# Automated Definition of Skeletal Disease Burden in Metastatic Prostate   Carcinoma: a 3D analysis of SPECT/CT images

**Authors:** Francesco Fiz, Helmut Dittmann, Cristina Campi, Matthias Weissinger,, Samine Sahbai, Matthias Reimold, Arnulf Stenzl, Michele Piana, Gianmario, Sambuceti, Christian la Foug\`ere

arXiv: 1906.08200 · 2019-06-20

## TL;DR

This study introduces a novel adaptive bone segmentation method for quantifying skeletal tumor burden in metastatic prostate cancer using SPECT/CT images, correlating well with existing estimates and clinical outcomes.

## Contribution

The paper presents a new automated 3D analysis approach for skeletal disease burden estimation in prostate cancer, improving accuracy and clinical relevance over existing methods.

## Key findings

- Segmentation-based tumor load correlates with radiological and laboratory indices.
- Lower radionuclide uptake in progressive disease suggests reduced therapy benefit.
- Automated software shows high correlation with commercial tools and manual assessments.

## Abstract

To meet the current need for skeletal tumor-load estimation in prostate cancer (mCRPC), we developed a novel approach, based on adaptive bone segmentation.
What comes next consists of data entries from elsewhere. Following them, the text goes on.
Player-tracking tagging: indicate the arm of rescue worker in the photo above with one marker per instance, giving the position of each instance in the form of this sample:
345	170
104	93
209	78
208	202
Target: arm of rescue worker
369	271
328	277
In this study, we compared the program output with existing estimates and with the radiological outcome. Seventy-six whole-body 99mTc-DPD-SPECT/CT from mCRPC patients were analyzed. The software identified the whole skeletal volume (SVol) and classified it voxels metastases (MVol) or normal bone (BVol). SVol was compared with the estimation of a commercial software. MVol was compared with manual assessment and with PSA-level. Counts/voxel were extracted from MVol and BVol. After six cycles of 223RaCl2-therapy every patient was re-evaluated as progressing (PD), stabilized (SD) or responsive (PR). SVol correlated with the one of the commercial software (R=0,99, p<0,001). MVol correlated with manually-counted lesions (R=0,61, p<0,001) and PSA (R=0,46, p<0.01). PD had a lower counts/voxel in MVol than PR/SD (715 \pm 190 Vs. 975 \pm 215 and 1058 \pm 255, p<0,05 and p<0,01) and in BVol (PD 275 \pm 60, PR 515 \pm 188 and SD 528 \pm 162 counts/voxel, p<0,001). Segmentation-based tumor load correlated with radiological/laboratory indices. Uptake was linked with the clinical outcome, suggesting that metastases in PD patients have a lower affinity for bone-seeking radionuclides and might benefit less from bone-targeted radioisotope therapies.